To be an executive, your skills and practices need to change to adapt to the situation you have in front of you. I have learned that leaders who quickly see the need to let go – by shedding the skills and practices that led them to the position and replacing them with new skills – tend to be more successful, and faster. Letting go of the ways they did things leads to delegation and allows new leadership skills to develop.
The longer a leader holds onto the skills and practices they had, the more they hold back those who report to them and those around them. Having gone through this myself, I was not in the first group to quickly see what I had to let go of – I took the tougher route. Luckily, I was assigned a coach and a mentor to help me move past making things hard for myself and others. That learning has been foundational in coaching other executives to move swiftly to their place of most potential.
Here are six tips that have worked for executives who are open to growth through delegation:
1. Let go of the how and focus on the what
It is not your job to design how to make things happen, it is your job to define where you are going, why you are going there, and what needs to be accomplished.
2. Delegate control and decision-making as quickly as possible
Provide clear needs, resources, timelines, and outcomes to ensure success.
3. Remove seeking permission
If people are not taking initiative and morale is low, it means they cannot do what they think is right to achieve their goals. Not everything has to be your idea or approved by you. Wherever you can, remove permission-seeking to open initiative and engagement.

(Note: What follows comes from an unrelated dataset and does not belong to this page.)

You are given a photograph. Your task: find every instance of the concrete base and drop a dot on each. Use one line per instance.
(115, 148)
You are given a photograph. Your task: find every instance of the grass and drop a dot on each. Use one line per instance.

4. Be selective on your input
Not everything requires your input and engagement. If you are presented with something and it is not exactly perfect, that is okay. If you see something that could be a huge problem, ask them what their thoughts are on it and what their plans are to address it.
5. You don’t have to know everything
Let your team run with ideas even when you don’t understand it yourself. They will make mistakes and you would have made mistakes as well if you got engaged. Ask yourself – must you experience everything so you can lead and manage it? Are you comfortable with the learning cycle?
6. Let people grow
Don’t forget your path to where you are today. You made mistakes, failed and learned. It is in the uncomfortableness of work and life that people have the most growth. If you are focused on making everyone comfortable, then they never have the opportunity to stretch and grow to truly build the muscles of resourcefulness, resiliency, adaptability and humbleness.
To lead at the top, you have to let go and be uncomfortable so others can grow.